Dominique Foyer
Biography
Like many of today's famous painters who have found grace and beauty on the edges
of the small ports of Honfleur or Trouville, Dominique Foyer also discovered "things that are still there
more beautiful" as Monet confided to a friend.
With his painter's eyes, he explores, searches, feels; very quickly then his brush finds and retains
the water, captures its tremors, its shivers, its shadows that twitch and reveal long stems that
lean elegantly and frail above these liquid and wind-crumpled surfaces like a mirror.
Untiring, the painter sinks into the marsh, everything vibrates, the light, brief flashes of thunderstorms, gradations, black hatches bite on grey almost bushy, washed, which invade the eyes, the load of clouds
is threatening and dark, massed like an army.

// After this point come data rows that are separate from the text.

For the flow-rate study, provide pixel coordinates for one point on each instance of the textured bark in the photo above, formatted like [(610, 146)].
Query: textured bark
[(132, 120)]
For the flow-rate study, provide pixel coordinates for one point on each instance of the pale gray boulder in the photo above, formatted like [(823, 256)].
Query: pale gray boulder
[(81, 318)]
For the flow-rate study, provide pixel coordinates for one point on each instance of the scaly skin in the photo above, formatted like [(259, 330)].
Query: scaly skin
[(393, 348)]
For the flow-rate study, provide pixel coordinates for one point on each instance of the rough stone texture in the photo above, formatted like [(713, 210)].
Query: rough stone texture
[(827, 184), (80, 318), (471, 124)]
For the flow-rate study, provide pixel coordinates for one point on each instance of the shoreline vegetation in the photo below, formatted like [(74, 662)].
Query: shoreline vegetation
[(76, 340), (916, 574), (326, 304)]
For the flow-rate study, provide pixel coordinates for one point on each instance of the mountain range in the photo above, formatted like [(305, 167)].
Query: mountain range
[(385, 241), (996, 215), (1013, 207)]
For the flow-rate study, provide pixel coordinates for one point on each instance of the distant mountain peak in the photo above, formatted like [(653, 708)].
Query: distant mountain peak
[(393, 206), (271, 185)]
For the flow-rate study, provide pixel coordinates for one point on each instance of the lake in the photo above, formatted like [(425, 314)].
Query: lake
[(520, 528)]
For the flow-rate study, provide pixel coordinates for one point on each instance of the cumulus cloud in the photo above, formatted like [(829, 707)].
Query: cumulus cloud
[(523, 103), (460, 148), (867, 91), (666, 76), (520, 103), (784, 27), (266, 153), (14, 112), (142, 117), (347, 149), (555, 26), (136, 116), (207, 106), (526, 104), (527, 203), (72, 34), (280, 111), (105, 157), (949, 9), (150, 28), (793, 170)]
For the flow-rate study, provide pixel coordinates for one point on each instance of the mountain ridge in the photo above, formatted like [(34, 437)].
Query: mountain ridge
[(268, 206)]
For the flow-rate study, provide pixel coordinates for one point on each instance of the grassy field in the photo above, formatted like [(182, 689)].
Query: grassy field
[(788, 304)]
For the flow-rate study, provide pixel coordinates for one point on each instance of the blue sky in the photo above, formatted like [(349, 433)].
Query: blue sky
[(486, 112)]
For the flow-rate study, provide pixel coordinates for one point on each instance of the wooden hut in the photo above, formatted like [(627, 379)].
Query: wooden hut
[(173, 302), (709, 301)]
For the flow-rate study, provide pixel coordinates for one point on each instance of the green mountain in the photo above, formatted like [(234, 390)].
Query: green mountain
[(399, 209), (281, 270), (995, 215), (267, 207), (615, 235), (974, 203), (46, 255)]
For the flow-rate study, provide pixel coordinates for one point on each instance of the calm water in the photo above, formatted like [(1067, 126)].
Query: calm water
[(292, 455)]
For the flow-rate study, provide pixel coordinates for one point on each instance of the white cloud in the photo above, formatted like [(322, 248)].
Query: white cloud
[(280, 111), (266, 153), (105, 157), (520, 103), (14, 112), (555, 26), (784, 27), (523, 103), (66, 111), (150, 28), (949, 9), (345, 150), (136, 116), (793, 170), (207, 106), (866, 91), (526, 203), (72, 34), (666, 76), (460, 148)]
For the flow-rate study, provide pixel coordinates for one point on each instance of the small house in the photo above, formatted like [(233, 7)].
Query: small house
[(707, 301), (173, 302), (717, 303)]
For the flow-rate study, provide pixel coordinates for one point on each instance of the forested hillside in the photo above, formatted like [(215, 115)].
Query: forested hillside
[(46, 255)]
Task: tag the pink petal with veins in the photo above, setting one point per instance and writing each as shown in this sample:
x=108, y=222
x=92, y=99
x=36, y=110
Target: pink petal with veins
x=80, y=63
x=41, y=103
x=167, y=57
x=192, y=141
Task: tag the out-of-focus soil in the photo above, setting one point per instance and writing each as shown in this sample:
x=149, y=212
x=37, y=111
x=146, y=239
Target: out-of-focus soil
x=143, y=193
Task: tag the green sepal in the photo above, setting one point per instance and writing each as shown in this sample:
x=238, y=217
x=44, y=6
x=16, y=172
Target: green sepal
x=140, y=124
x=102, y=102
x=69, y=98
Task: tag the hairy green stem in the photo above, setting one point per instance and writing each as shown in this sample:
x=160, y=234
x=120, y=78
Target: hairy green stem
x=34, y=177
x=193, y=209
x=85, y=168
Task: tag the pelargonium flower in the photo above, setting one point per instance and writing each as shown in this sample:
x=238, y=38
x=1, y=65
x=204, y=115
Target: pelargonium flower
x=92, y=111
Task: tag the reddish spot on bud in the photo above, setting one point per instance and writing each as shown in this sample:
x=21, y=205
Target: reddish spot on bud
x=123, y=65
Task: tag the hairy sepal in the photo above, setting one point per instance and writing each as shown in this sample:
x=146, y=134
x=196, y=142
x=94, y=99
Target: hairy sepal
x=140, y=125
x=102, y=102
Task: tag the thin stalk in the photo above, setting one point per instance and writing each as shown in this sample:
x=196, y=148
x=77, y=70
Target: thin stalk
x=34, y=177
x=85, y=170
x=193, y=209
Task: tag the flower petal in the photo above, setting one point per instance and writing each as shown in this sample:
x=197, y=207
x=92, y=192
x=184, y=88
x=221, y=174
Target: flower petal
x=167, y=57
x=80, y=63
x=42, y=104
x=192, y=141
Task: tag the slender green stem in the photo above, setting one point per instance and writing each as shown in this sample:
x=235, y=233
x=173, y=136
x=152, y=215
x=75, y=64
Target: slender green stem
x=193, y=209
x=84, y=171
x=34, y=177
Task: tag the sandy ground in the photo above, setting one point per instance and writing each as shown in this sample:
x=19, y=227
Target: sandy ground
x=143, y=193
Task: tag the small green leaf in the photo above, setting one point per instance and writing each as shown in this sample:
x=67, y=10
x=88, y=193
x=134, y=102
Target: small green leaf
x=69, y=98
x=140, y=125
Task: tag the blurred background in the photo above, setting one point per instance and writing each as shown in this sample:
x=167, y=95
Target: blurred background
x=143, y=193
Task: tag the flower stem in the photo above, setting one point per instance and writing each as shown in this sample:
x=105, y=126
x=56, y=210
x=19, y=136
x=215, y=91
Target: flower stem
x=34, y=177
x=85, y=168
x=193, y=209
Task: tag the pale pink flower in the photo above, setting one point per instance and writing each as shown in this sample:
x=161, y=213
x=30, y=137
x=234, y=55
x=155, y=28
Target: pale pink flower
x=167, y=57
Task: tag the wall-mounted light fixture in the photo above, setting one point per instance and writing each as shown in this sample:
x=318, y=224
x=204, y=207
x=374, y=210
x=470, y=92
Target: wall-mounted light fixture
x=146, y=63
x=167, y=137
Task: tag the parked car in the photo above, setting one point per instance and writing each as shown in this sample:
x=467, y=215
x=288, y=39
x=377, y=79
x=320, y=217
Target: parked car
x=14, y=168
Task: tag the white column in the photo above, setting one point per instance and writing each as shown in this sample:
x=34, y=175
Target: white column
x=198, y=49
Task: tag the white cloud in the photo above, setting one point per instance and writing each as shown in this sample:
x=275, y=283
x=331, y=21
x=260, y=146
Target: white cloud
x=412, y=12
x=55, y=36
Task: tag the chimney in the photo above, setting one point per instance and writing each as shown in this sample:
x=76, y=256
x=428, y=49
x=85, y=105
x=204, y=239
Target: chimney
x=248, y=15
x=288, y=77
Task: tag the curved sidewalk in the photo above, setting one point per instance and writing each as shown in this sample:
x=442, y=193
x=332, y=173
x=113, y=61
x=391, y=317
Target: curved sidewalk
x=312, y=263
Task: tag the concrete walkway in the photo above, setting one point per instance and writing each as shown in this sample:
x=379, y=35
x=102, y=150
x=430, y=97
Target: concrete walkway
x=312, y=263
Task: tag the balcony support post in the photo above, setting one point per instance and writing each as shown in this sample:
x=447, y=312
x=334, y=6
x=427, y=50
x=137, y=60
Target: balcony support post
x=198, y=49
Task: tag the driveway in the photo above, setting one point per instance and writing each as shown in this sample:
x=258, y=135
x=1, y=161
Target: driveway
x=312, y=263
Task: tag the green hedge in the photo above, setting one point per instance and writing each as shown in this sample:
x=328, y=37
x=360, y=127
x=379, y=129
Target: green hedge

Suddenly, the sky and the earth are reversed, nature is overhead, ink and water push a
the harsh world and you can almost hear the whispering of the mud that is swarming with an ignored life. Everything is troubled, the constant and wearisome work of water against the soil gulping down the ground precipitates us into a kind of landslide of crashes, at night, of drifting blue. In a corner, a silence, the risk of a white of a hesitant pallor, quickly won by this grey, a little dreamy of ink and water, which are a unique soul, a link with the impalpable, the unspeakable.
From this immersion, we return with the regret of not having seen everything, because the painter is singular and his sharing is discreet. "The world is too beautiful," Renoir grumbled. For Dominique Foyer, the white of the paper, earth and sky, ink and water are the real world, a word that is dear to him.